CVE-2025-69600 Overview
CVE-2025-69600 is a command injection vulnerability in Raynet rvia version 12.6.4392.49-amd64.deb. The flaw allows local attackers to execute arbitrary commands through multiple input vectors, including the getconfig argument, the upload URL argument, and the -o (oracle) flag. According to the supplier, the root cause is argument injection within a find command query used internally by rvia to locate a Java runtime. By crafting a directory path that satisfies the malformed search criteria, an attacker can coerce the application into executing arbitrary Java code.
Critical Impact
A local attacker can execute arbitrary code through rvia by exploiting an improperly terminated find query used to locate the Java executable.
Affected Products
- Raynet rvia 12.6.4392.49 (amd64 Debian package)

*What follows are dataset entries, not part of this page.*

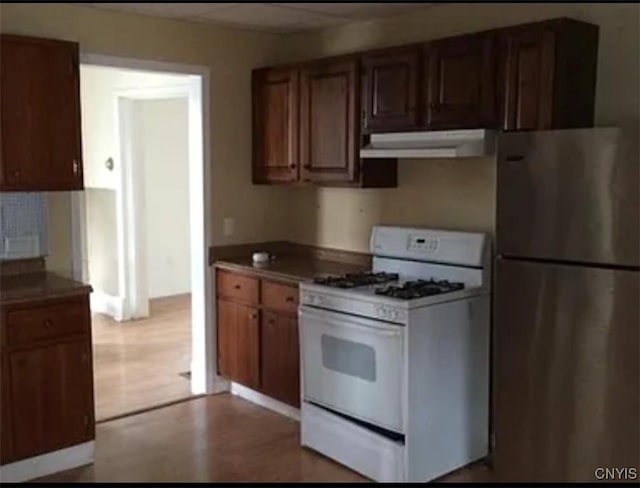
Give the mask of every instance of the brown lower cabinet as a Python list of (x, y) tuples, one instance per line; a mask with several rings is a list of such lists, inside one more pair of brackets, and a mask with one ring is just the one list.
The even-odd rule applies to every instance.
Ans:
[(94, 439), (88, 295), (3, 306), (1, 316), (1, 463)]
[(300, 405), (298, 287), (218, 269), (218, 374)]

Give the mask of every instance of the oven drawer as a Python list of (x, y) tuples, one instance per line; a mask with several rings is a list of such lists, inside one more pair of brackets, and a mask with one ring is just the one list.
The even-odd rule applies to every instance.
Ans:
[(404, 433), (404, 327), (301, 307), (303, 398)]

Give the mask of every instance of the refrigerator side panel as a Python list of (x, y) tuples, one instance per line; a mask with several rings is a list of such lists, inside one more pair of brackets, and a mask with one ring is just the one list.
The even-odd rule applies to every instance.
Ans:
[(617, 128), (501, 134), (498, 254), (638, 266), (637, 140)]
[(640, 459), (639, 274), (499, 259), (501, 481), (597, 481)]

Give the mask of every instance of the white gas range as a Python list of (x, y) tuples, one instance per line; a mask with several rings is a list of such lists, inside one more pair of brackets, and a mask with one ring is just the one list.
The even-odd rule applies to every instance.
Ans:
[(375, 227), (371, 272), (300, 286), (302, 445), (376, 481), (488, 453), (490, 243)]

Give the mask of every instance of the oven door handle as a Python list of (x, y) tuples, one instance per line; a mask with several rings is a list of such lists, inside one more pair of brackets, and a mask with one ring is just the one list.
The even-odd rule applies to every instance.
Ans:
[(361, 332), (367, 332), (376, 335), (382, 335), (386, 337), (396, 337), (402, 334), (402, 329), (398, 327), (400, 330), (390, 330), (390, 329), (382, 329), (380, 327), (367, 327), (366, 325), (354, 324), (353, 322), (334, 322), (334, 321), (326, 321), (325, 324), (331, 325), (333, 327), (348, 327), (350, 329), (357, 329)]
[(357, 322), (353, 322), (348, 319), (341, 320), (338, 317), (334, 317), (331, 312), (318, 313), (316, 311), (309, 312), (304, 309), (300, 310), (300, 318), (302, 319), (303, 322), (305, 318), (309, 318), (312, 320), (321, 321), (322, 325), (330, 325), (334, 328), (348, 327), (350, 329), (356, 329), (360, 332), (382, 335), (387, 337), (401, 336), (404, 329), (404, 327), (400, 325), (386, 326), (386, 325), (382, 325), (372, 321), (367, 321), (367, 324), (364, 324), (364, 323), (359, 324)]

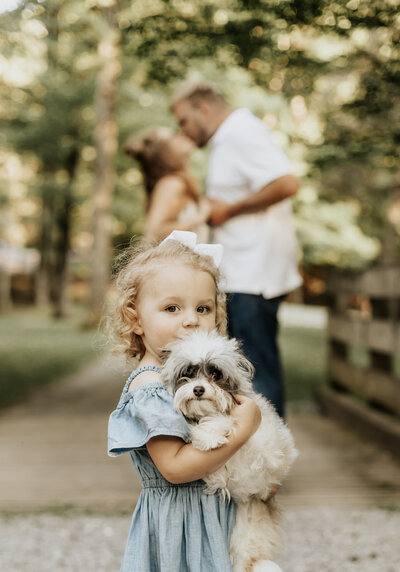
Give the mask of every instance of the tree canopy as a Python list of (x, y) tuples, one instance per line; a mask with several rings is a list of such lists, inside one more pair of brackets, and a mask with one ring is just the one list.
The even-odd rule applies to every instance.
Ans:
[[(99, 44), (111, 18), (115, 247), (141, 232), (144, 217), (141, 177), (122, 143), (173, 126), (172, 90), (202, 77), (262, 117), (292, 160), (303, 264), (371, 263), (387, 225), (395, 240), (400, 229), (399, 3), (22, 1), (0, 14), (1, 238), (40, 248), (55, 275), (66, 248), (90, 247)], [(200, 179), (205, 165), (196, 152)]]

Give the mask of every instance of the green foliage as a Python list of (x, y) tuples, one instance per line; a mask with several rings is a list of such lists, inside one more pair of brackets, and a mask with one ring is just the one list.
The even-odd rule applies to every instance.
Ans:
[[(0, 142), (23, 163), (36, 161), (24, 184), (38, 214), (18, 214), (29, 227), (29, 245), (40, 242), (41, 207), (61, 220), (64, 199), (73, 213), (72, 245), (88, 243), (104, 5), (32, 1), (0, 16), (3, 57), (20, 58), (27, 70), (25, 82), (0, 76)], [(370, 263), (398, 185), (398, 6), (398, 0), (120, 0), (113, 9), (121, 34), (114, 246), (129, 243), (144, 219), (140, 174), (123, 155), (124, 141), (154, 125), (174, 126), (168, 108), (174, 86), (204, 77), (232, 105), (274, 116), (279, 143), (316, 195), (296, 205), (304, 263)], [(205, 163), (198, 153), (201, 180)], [(4, 192), (0, 200), (14, 209)]]
[(318, 387), (326, 383), (326, 332), (317, 328), (283, 326), (279, 346), (287, 401), (312, 401)]

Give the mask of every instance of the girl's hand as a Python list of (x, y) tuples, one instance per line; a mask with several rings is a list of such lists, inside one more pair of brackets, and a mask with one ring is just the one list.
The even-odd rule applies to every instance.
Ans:
[(198, 216), (200, 224), (207, 222), (211, 214), (211, 203), (205, 197), (200, 197), (199, 199), (199, 209)]
[(238, 431), (243, 432), (245, 441), (257, 431), (261, 423), (261, 411), (258, 405), (249, 397), (235, 395), (237, 405), (231, 409), (231, 415), (235, 417)]

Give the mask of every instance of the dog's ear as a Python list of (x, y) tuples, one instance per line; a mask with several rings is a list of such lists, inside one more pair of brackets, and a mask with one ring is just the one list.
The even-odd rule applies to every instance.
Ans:
[(249, 380), (253, 379), (254, 366), (242, 353), (239, 356), (237, 366)]

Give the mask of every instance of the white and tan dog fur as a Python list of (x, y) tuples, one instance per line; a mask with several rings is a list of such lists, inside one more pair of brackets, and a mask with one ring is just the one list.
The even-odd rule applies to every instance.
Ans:
[(169, 344), (164, 357), (163, 382), (174, 395), (174, 408), (187, 419), (197, 449), (221, 447), (235, 431), (230, 416), (235, 393), (251, 397), (260, 407), (262, 421), (256, 433), (204, 481), (206, 492), (219, 492), (237, 503), (230, 544), (234, 571), (278, 572), (272, 558), (281, 547), (279, 511), (268, 496), (282, 484), (297, 456), (288, 427), (254, 391), (253, 366), (237, 340), (196, 330)]

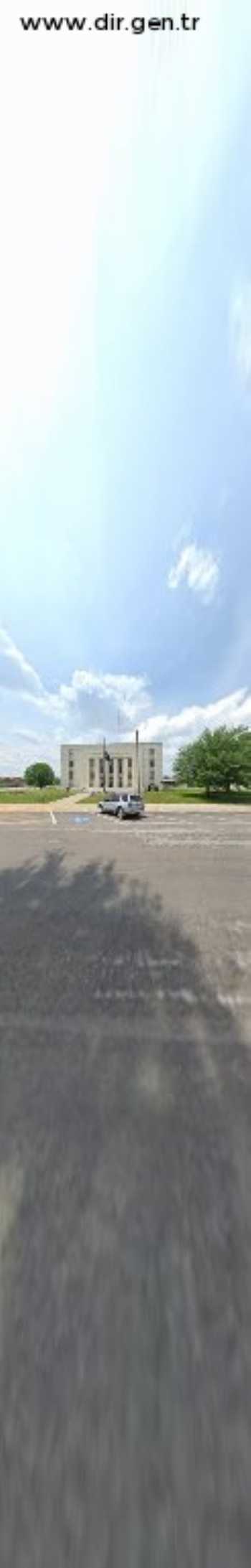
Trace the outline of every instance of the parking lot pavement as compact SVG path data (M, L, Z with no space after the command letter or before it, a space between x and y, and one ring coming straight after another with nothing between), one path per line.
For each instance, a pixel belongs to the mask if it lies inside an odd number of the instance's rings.
M2 1568L249 1568L249 938L248 814L0 820Z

- RayVentory 12.6 (per vendor advisory RVY200865)
Discovery Timeline
- 2026-05-27 - CVE-2025-69600 published to NVD
- 2026-05-27 - Last updated in NVD database
Technical Details for CVE-2025-69600
Vulnerability Analysis
The vulnerability is a command injection issue classified as arbitrary code execution. The rvia binary actively searches the filesystem for a Java executable using a find command constructed at runtime. The search criteria passed to find are not properly terminated or sanitized. As a result, attacker-controlled directory names and paths can be interpreted as additional command arguments rather than search targets.

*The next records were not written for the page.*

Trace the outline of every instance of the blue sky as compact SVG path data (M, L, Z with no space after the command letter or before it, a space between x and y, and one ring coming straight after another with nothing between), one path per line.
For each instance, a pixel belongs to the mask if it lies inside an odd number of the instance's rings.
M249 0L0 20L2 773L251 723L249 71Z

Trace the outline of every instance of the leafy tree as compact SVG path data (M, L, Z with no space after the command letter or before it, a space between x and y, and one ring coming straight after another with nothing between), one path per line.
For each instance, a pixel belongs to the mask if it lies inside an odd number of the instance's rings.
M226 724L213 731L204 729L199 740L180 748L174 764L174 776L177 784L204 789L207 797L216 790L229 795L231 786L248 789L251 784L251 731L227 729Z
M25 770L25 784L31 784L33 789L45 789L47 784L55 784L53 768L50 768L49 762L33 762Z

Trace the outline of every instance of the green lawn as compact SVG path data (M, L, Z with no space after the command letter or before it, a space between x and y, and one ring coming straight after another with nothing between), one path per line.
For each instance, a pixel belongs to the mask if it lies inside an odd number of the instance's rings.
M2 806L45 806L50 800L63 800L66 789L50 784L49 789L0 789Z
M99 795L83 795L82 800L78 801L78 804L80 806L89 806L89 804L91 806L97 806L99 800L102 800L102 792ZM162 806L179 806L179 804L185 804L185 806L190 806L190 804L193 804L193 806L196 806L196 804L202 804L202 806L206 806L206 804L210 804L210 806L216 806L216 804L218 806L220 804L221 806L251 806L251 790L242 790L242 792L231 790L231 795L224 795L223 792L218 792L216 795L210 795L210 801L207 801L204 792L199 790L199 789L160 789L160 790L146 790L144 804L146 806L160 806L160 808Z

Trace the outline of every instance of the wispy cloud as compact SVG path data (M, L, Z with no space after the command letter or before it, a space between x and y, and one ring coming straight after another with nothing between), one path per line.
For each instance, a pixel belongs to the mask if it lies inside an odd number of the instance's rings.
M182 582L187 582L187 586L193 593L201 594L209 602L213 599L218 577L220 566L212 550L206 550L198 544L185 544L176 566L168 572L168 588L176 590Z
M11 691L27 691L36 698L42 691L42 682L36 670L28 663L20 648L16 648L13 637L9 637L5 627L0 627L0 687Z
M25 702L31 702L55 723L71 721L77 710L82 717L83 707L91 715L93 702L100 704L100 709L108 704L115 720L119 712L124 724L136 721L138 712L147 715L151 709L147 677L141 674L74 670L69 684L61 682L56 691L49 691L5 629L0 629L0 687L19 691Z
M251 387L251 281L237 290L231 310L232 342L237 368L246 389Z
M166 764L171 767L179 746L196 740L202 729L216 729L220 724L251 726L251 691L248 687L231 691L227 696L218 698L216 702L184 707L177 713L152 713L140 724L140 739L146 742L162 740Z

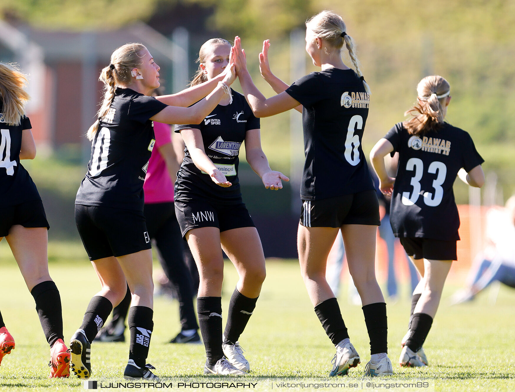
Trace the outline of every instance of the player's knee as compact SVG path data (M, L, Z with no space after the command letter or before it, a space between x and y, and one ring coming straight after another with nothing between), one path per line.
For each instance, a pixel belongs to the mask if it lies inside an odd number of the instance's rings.
M245 272L244 279L253 283L260 284L265 281L266 277L266 270L265 268L253 268Z

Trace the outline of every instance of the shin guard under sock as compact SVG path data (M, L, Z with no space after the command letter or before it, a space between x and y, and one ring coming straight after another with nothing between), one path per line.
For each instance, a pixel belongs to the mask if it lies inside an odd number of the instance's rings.
M234 289L229 305L227 324L224 332L224 343L234 344L239 339L256 307L258 298L246 297L237 289Z
M208 363L213 365L224 357L221 297L198 297L197 313Z
M417 352L425 342L427 334L433 325L433 318L425 313L416 313L413 315L411 333L406 341L406 345L414 352Z
M347 328L341 317L340 307L336 298L330 298L321 302L315 307L315 312L335 346L349 337Z
M93 341L112 310L113 304L105 297L95 295L91 298L80 326L88 342Z
M52 281L46 281L35 286L30 294L36 302L36 310L43 332L50 347L63 335L63 316L61 296Z
M140 367L145 367L150 337L154 329L154 311L146 306L131 306L129 309L130 351L129 359Z
M418 300L420 299L421 293L414 294L411 296L411 311L409 313L409 324L408 324L408 329L411 329L411 322L413 321L413 313L415 311L415 307L417 306Z
M388 352L388 323L386 304L376 302L362 308L365 315L368 337L370 339L370 354Z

Additional injection points exist in the getconfig parameter, the upload URL argument, and the oracle -o flag. Each accepts input that is concatenated into a shell command without adequate validation, providing multiple paths to code execution.
Root Cause
The root cause is improper neutralization of arguments passed to the find utility within rvia's internal Java discovery logic. Because the search expression is malformed, attacker-supplied path components are parsed as find operators or executable arguments. This differs from conventional PATH manipulation because the flaw originates in the application's own search routine, not in the environment the binary inherits.
Attack Vector
A local attacker creates a crafted directory structure whose name and contents satisfy the improperly terminated find query. When rvia runs and triggers the Java lookup, the crafted entry is treated as an executable target, causing arbitrary Java code under the attacker's control to run in the context of the rvia process. The getconfig, upload URL, and -o flag vectors permit injection of additional shell metacharacters through their respective parameter values.

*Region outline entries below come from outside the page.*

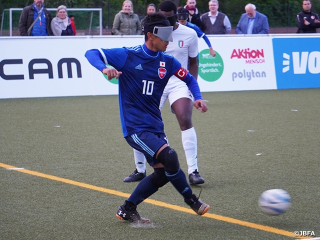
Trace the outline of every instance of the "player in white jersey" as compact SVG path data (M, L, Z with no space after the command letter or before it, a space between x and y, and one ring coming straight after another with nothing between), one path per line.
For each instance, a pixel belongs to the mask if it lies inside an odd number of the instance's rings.
M196 79L198 68L198 36L194 30L176 22L176 6L170 0L164 0L159 5L159 12L167 16L174 26L173 42L168 45L166 52L172 54ZM164 88L160 109L167 98L180 126L182 146L188 165L189 182L190 184L203 184L204 180L200 176L198 170L196 134L192 120L192 94L186 85L174 76ZM138 181L146 176L144 155L135 150L134 152L136 169L124 180L125 182Z

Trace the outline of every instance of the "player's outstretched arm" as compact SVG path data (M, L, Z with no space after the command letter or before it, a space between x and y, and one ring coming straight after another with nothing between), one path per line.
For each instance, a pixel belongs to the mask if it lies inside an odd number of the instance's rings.
M108 76L108 80L111 80L116 77L116 79L118 79L120 75L122 74L122 72L119 72L115 68L107 68L102 69L102 73Z
M198 99L195 100L194 102L194 106L202 112L206 112L208 110L206 104L202 99Z

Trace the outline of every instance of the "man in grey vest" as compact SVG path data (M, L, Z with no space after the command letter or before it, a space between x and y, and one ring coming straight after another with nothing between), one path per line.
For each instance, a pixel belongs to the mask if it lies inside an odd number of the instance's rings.
M219 2L218 0L209 2L210 12L202 14L202 30L206 34L228 34L231 30L231 23L228 16L218 12Z

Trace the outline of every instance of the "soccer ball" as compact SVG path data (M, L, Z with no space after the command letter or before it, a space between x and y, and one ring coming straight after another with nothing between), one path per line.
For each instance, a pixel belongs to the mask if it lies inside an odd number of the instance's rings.
M282 189L270 189L262 193L258 204L265 214L280 215L286 212L291 206L291 197Z

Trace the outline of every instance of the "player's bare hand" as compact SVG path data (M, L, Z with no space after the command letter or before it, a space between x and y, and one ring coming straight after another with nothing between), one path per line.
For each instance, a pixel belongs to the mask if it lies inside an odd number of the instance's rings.
M210 51L210 55L211 55L212 56L216 56L216 52L214 52L214 49L212 48L212 47L209 48L209 50Z
M194 101L194 106L196 109L202 112L206 112L208 110L208 107L206 106L206 104L204 101L201 99L198 99Z
M114 78L118 79L120 75L122 74L122 72L118 72L116 69L114 68L104 68L102 70L102 73L106 75L108 77L108 80L111 80Z

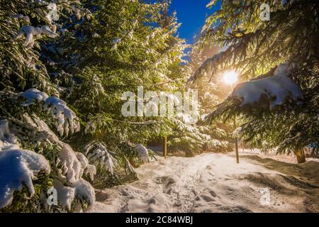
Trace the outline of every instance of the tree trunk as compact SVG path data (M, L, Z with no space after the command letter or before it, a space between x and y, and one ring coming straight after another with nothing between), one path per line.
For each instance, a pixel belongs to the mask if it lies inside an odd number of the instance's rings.
M305 153L301 148L296 150L294 153L296 157L297 157L298 163L306 162Z

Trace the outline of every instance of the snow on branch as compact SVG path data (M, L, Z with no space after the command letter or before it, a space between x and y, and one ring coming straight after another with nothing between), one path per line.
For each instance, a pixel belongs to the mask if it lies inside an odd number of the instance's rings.
M272 77L248 81L236 86L231 94L232 98L241 100L241 106L257 102L265 95L271 109L284 103L290 96L294 101L303 99L299 87L289 77L290 69L287 64L277 67Z
M208 57L197 69L195 73L189 78L187 83L191 83L205 76L208 72L213 71L221 60L224 57L225 51L220 52L211 57ZM213 72L212 72L213 74Z
M16 38L19 38L22 36L26 36L26 41L24 45L29 48L33 47L34 45L34 36L39 36L41 35L47 35L50 38L55 38L59 36L55 32L53 32L48 26L43 26L41 28L35 28L31 26L23 26L20 28L20 31L16 35Z
M118 161L106 149L105 144L101 142L93 142L84 148L85 155L96 167L105 168L111 175L117 165Z
M57 120L57 130L61 136L65 133L67 136L69 132L72 134L79 131L78 118L63 100L55 96L49 97L45 93L35 89L30 89L21 95L28 100L22 104L23 106L34 104L35 101L38 103L45 102L45 109L50 111L53 118Z
M0 121L0 208L11 204L13 192L24 184L32 197L32 180L40 171L49 174L48 161L33 151L19 148L16 138L9 129L8 121Z
M228 99L205 117L204 121L211 122L226 113L228 118L235 112L242 112L249 105L252 108L260 107L255 104L263 98L267 98L270 109L283 104L287 98L291 98L294 101L302 100L303 96L300 88L289 77L291 70L288 64L281 64L271 77L237 84Z

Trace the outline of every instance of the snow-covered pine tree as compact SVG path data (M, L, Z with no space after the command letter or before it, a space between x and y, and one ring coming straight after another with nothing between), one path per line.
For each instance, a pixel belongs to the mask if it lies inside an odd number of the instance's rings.
M241 114L242 133L252 146L293 152L303 162L303 149L319 140L319 4L267 3L269 21L261 20L259 1L223 1L206 19L202 41L227 49L208 58L190 80L208 71L240 72L241 81L250 81L237 85L207 120Z
M186 45L176 35L179 25L167 14L167 1L82 3L90 20L66 21L63 40L52 43L44 59L49 74L67 88L63 98L86 125L70 143L96 165L94 185L106 187L120 183L123 170L135 175L132 164L146 153L136 144L168 135L177 125L174 118L124 117L123 92L136 94L138 86L144 92L182 92Z
M1 1L1 211L78 210L77 204L94 202L94 190L82 178L93 177L94 166L63 142L79 130L79 118L39 59L45 41L62 34L54 17L80 9L78 1ZM59 203L49 206L52 187Z

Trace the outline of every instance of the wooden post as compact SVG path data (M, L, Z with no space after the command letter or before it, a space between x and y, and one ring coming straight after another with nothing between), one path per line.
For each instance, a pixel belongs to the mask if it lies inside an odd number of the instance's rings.
M163 156L166 159L167 158L167 137L164 137L164 146L163 146Z
M234 116L234 130L236 129L236 116ZM238 140L236 135L235 135L235 151L236 153L236 163L239 163Z
M303 150L301 148L298 148L294 151L296 157L297 158L298 163L306 162L306 157Z

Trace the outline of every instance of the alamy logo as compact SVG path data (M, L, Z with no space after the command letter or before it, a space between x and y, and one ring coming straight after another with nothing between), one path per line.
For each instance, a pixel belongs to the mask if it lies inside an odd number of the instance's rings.
M49 189L47 189L47 204L49 206L52 205L57 205L57 189L54 187L51 187Z
M59 14L57 12L57 5L55 3L50 3L47 6L47 9L50 10L49 13L47 13L47 16L52 20L52 21L58 21L59 20Z
M138 95L125 92L121 112L123 116L175 116L185 123L196 123L198 117L197 91L155 92L144 94L143 87L138 87ZM137 107L137 108L136 108Z
M267 187L262 188L259 190L262 196L260 197L260 204L262 206L269 206L270 205L270 192L269 189Z
M270 6L269 4L264 3L260 6L260 20L262 21L270 21Z

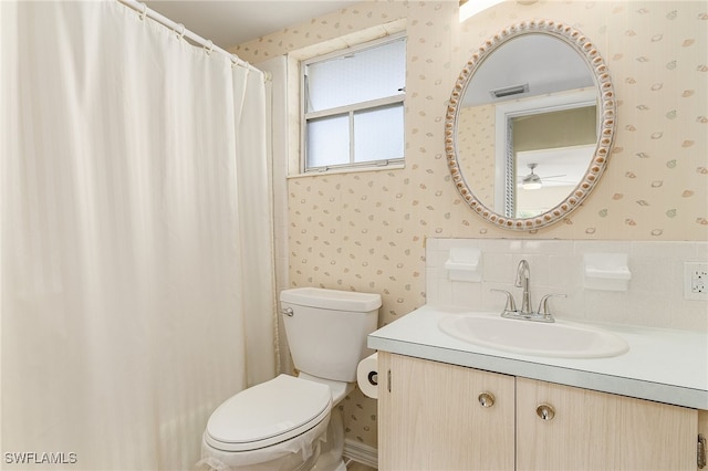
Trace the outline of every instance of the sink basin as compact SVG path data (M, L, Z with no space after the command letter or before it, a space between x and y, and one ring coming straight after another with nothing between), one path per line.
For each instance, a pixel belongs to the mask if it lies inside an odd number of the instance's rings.
M438 326L447 335L483 347L558 358L602 358L629 349L611 332L562 321L546 324L489 313L451 314Z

No verified exploit code is included here. A proof-of-concept is published in the Wise-Security GitHub repository for CVE-2025-69600.
Detection Methods for CVE-2025-69600
Indicators of Compromise
- Unexpected directory structures on disk whose names contain shell metacharacters, hyphens resembling find operators, or paths that mimic Java runtime layouts.
- Execution of java or shell processes spawned as children of the rvia binary from non-standard locations.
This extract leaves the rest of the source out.